La clientèle de la société s’étend des petites entités aux grands groupes nationaux. « Ces derniers sont encore plus intéressés depuis que les délais de fabrication du neuf ont augmenté. » Le directeur général constate en outre que la perception de l’occasion à changer au cours de la dernière décennie. « J’ai débuté dans cette activité en 2008. À l’époque, l’occasion était presque aussi chère que le neuf. Depuis 2016, nous recevons des retours très favorables. Les clients trouvent que nos méthodes ont du sens. Les nouvelles générations accélèrent cette prise de conscience. »

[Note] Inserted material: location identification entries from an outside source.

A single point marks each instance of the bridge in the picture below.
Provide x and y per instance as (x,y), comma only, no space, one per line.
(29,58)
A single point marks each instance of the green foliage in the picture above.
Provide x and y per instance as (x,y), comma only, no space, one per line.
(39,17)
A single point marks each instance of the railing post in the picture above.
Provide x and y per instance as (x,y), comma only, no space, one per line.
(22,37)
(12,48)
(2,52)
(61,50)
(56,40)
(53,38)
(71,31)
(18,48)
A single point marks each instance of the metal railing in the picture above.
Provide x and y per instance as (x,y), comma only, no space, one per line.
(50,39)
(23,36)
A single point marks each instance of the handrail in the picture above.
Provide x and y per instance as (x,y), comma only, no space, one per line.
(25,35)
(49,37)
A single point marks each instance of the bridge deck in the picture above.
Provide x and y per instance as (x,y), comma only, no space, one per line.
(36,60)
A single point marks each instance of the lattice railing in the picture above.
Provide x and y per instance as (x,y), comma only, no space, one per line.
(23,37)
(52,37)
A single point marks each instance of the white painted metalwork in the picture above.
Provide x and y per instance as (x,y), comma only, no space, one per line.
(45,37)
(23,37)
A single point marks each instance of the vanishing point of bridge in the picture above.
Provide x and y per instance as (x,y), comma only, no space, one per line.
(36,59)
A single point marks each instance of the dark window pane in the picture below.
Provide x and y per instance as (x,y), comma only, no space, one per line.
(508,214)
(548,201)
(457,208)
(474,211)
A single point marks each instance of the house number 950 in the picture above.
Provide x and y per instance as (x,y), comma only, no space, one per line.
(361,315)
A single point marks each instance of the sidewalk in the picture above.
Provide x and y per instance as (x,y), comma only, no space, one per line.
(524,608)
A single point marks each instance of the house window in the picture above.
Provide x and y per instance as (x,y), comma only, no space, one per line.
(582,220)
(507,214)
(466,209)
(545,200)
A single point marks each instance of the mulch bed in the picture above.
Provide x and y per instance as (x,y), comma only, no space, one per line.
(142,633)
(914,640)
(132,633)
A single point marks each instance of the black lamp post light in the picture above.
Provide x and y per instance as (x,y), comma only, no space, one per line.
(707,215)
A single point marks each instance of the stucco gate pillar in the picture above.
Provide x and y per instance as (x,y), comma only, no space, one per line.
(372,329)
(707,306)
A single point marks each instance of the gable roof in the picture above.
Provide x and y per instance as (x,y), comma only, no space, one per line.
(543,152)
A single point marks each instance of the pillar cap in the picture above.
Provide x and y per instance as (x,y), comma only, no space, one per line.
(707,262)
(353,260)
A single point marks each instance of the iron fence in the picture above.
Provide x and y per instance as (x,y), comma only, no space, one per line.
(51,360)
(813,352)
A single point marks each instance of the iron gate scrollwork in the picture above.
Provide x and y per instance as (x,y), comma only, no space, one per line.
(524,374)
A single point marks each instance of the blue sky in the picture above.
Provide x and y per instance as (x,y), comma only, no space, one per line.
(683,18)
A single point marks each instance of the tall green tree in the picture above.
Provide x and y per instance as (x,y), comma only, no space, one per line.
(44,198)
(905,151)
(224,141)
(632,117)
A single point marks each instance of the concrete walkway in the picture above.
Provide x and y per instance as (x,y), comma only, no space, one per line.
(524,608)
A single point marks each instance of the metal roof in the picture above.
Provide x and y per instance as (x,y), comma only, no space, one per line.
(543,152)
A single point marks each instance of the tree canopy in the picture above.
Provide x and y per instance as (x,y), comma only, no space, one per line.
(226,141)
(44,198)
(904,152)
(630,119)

Consommation et logistique

Les bases vie montrent donc l’exemple en matière de réemploi. Pour autant, les coûts environnementaux de ces biens ne se limitent pas à ce sujet et les loueurs étudient d’autres questions. L’efficacité énergétique arrive en tête des préoccupations actuelles. « Je pense que les demandes autour réemploi et du recyclage connaîtront un véritable essor dans les prochaines années. Pour les moments, nos utilisateurs nous questionnent avant tout sur nos mesures en matière d’économie d’énergie », analyse Michel Gourmelon. Les systèmes de contrôle du chauffage et de l’éclairage deviennent des options courantes. Autre avancée, les premiers modules conforme à la RE 2020 devraient sortir dans les prochains mois. La logistique des structures constitue un autre poste important d’émission de CO2. « Notre maillage réduit le temps de transport à moins d’une heureet demi », observe Alexis Salmon-Legagneur. C’est également une priorité chez Cougnaud. « Nous comptons continuer notre maillage du territoire en vue de limiter les distances de transport et d’optimiser la proximité client, affirme Patrice Cougnaud. L’ouverture d’une nouvelle agence Paris Nord est prévue, au plus tard en 2023. » Cependant, Michel Gourmelon pointe un dernier obstacle qui handicape le secteur. Les composants qui servent à l’isolation des panneaux, le polyuréthane et la laine de roche, n’ont pas encore de filière de recyclage. « Si un acteur propose une filière de débouché pour ces matériaux, nous serons les premiers à suivre. Dans le cadre de notre stratégie RSE, nous étudions toutes les possibilités de nous améliorer. »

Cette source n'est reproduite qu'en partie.